Published 8 Aug 2022 in cs.LG, cs.CV, and cs.GR

Abstract: We introduce NeuralVDB, which improves on an existing industry standard for efficient storage of sparse volumetric data, denoted VDB [Museth 2013], by leveraging recent advancements in machine learning. Our novel hybrid data structure can reduce the memory footprints of VDB volumes by orders of magnitude, while maintaining its flexibility and only incurring small (user-controlled) compression errors. Specifically, NeuralVDB replaces the lower nodes of a shallow and wide VDB tree structure with multiple hierarchical neural networks that separately encode topology and value information by means of neural classifiers and regressors respectively. This approach is proven to maximize the compression ratio while maintaining the spatial adaptivity offered by the higher-level VDB data structure. For sparse signed distance fields and density volumes, we have observed compression ratios on the order of 10x to more than 100x from already compressed VDB inputs, with little to no visual artifacts.
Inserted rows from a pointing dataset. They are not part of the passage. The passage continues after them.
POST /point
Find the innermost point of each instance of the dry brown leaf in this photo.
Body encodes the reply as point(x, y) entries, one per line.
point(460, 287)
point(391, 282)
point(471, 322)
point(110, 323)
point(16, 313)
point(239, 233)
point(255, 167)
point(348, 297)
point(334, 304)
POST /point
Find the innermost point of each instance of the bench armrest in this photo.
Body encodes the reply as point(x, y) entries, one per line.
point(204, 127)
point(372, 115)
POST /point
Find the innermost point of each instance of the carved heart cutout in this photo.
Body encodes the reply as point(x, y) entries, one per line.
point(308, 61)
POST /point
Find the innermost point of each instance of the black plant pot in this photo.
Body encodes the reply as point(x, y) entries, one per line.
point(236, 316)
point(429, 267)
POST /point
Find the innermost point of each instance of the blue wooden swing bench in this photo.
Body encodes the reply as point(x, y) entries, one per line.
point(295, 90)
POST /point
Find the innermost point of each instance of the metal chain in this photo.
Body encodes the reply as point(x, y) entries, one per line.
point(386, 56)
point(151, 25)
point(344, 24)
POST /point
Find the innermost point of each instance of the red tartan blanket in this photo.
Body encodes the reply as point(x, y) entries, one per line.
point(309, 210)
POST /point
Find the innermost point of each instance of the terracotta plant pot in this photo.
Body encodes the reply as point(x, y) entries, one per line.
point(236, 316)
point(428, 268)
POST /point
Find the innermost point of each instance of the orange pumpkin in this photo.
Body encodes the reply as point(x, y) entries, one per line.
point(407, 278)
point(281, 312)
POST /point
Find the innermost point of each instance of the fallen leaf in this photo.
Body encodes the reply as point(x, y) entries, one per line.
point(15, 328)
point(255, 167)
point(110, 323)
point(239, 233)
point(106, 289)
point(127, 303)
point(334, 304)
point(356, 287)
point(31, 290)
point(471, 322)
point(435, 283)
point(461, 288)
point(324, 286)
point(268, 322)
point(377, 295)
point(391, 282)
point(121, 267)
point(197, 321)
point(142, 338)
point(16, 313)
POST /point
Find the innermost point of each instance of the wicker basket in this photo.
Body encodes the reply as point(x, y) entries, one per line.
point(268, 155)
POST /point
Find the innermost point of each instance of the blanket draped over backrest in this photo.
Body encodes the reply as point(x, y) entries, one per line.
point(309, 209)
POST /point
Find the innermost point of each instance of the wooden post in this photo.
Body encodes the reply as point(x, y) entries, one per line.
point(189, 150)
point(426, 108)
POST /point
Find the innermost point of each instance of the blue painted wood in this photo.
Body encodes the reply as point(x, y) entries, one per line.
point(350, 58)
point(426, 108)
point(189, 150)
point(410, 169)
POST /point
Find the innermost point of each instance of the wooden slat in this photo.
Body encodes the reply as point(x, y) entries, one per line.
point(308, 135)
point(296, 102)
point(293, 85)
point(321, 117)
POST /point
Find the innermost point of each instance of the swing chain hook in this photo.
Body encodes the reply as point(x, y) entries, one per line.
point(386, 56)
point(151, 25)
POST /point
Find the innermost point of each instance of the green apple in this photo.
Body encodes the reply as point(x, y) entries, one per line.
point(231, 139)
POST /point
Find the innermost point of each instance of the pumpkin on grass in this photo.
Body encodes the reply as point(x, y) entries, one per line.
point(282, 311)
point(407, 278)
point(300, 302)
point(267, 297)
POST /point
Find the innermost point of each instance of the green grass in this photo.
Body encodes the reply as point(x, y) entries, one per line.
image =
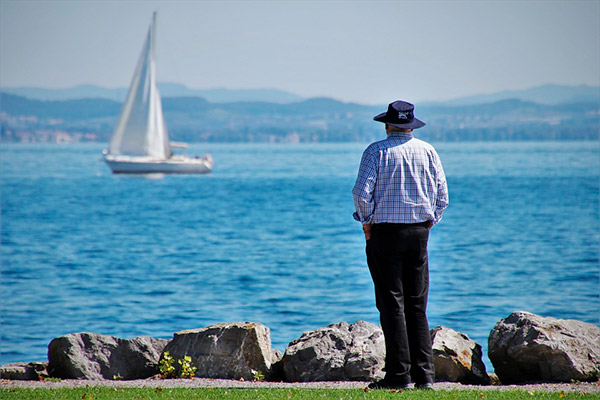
point(99, 393)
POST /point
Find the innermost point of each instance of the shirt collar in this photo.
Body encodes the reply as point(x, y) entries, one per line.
point(401, 135)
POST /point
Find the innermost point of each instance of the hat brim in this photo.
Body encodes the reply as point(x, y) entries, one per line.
point(414, 124)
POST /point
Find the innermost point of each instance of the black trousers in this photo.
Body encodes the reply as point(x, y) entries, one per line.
point(398, 262)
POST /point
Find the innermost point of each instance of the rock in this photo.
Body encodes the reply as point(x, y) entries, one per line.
point(338, 352)
point(457, 358)
point(230, 350)
point(33, 371)
point(525, 347)
point(96, 356)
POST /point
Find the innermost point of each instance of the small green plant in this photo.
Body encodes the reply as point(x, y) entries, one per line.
point(50, 379)
point(166, 368)
point(258, 376)
point(187, 369)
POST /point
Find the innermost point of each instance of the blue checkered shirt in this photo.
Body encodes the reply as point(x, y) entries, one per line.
point(400, 180)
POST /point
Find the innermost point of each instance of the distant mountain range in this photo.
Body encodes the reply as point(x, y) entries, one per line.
point(547, 94)
point(569, 113)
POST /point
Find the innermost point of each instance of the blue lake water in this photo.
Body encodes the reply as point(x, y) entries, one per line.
point(269, 237)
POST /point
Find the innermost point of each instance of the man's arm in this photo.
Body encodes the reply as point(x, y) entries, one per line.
point(364, 188)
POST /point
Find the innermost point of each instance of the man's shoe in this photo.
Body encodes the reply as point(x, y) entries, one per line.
point(385, 384)
point(425, 386)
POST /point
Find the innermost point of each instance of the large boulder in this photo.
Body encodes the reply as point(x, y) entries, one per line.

Furthermore, NeuralVDB is shown to offer more effective compression performance compared to other neural representations such as Neural Geometric Level of Detail [Takikawa et al. 2021], Variable Bitrate Neural Fields [Takikawa et al. 2022a], and Instant Neural Graphics Primitives [M\"uller et al. 2022]. Finally, we demonstrate how warm-starting from previous frames can accelerate training, i.e., compression, of animated volumes as well as improve temporal coherency of model inference, i.e., decompression.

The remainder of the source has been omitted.